L’associazione confindustriale chiede di accelerare sulle nuove installazioni, oltre al ritiro dell’art. 16 nel decreto Sostegni-ter individuando «evidenti profili di illegittimità costituzionale»

[11 Febbraio 2022]

Il presidente della principale associazione confindustriale che opera nel settore elettrico italiano – Elettricità futura – è stato audito oggi nella commissione Bilancio del Senato sul decreto legge Sostegni-ter (DL 04/2022), già bocciato in modo pressoché unanime da ambientalisti, consumatori e produttori di energia perché prova a ridurre l’impatto del caro bollette colpendo paradossalmente le rinnovabili, ovvero il principale strumento da poter mettere in campo per superare la crisi energetica.

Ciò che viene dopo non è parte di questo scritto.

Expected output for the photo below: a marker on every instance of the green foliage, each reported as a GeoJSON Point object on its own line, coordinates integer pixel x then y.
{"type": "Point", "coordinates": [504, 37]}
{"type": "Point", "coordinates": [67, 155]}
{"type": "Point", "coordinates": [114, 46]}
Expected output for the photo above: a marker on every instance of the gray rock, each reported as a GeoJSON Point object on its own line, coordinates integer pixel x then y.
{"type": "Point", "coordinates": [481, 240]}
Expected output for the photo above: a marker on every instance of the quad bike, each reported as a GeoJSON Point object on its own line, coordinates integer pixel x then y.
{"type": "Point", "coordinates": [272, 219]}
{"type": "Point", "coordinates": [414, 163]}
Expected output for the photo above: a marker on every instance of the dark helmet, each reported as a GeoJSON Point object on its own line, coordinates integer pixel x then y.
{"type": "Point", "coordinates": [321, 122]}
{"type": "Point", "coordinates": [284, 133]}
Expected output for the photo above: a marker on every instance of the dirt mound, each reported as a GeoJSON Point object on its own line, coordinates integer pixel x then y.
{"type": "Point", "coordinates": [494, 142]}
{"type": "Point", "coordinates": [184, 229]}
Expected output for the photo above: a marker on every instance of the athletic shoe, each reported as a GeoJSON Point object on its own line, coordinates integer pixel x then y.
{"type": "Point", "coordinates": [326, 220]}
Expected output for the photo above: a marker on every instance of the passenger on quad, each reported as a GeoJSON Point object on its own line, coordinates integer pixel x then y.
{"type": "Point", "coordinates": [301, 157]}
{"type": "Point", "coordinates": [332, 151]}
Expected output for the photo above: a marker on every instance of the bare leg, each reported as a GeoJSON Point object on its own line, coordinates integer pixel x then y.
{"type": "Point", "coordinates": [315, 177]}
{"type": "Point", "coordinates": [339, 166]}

Come precisa infatti il presidente di Elettricità futura, Agostino Re Rebaudengo, l’Italia «è in piena emergenza energetica perché il prezzo del gas è quadruplicato e perché oltre il 60% dell’elettricità in Italia viene prodotta con il gas», una fonte energetica fossile che importiamo per il 95% circa e che soddisfa il 40% della nostra domanda energetica totale.

Sono invece le rinnovabili, che coprono il 38% della nostra domanda elettrica e il 20% di quella totale, a rappresentare le nuove installazioni più economiche per produrre energia, a livello globale. E in Italia?

«Le rinnovabili sono le energie che costano meno – spiega Re Rebaudengo – Già quest’anno i produttori rinnovabili hanno stipulato con il Gse (società interamente partecipata dal ministero dell’Economia e delle finanze) contratti a prezzo fisso per 20 anni a 65 €/MWh, quasi un quarto rispetto al prezzo all’ingrosso dell’energia elettrica di gennaio 2022 pari a 225 €/MWh».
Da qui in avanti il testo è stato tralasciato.